Interesting info. Glad you’re taking steps to suppress this scourge.
Very interesting!
Thank you for sharing
The attempts to login to the site have continued. About 4700 tries yesterday. Curiously there are about a dozen attempts from many different (no doubt spoofed) IP addresses.
Seems it’s now time to double secure the login and admin pages. For the reasons noted earlier, a “login lockdown” script doesn’t make sense as it will not shed the load of all the login attempts, nor would it really prevent the continued brute-force attacks.
So what is next is adding authentication to access the WordPress pages (wp-login and wp-admin). A simple method would be to require a specific cookie – then it would be portable and low trouble.
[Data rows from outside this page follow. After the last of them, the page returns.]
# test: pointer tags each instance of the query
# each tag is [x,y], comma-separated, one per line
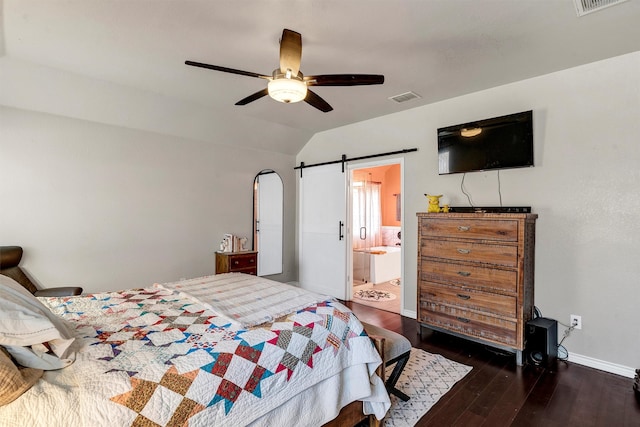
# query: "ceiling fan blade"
[344,80]
[290,52]
[227,70]
[314,100]
[253,97]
However I’ve found I really like using LastPass so creating completely unguessable ids and passwords is easy to do and to manage. For example, LastPass just generated this: vBs!P5!46%GR.
Some other steps I’ve taken include changing my permissions on my primary account to give very little access and creating and admin account with a userid and password like the one I gave above.
To follow up with my prior content, The folks at Tips and Tricks have rolled the login attack logic into a very good – and free – plugin that I use and highly recommend: All In One WordPress Security: http://www.tipsandtricks-hq.com/wordpress-security-and-firewall-plugin
I am using the “Cookie Based Brute Force Rejection” rejection method in the “Brute Force” page.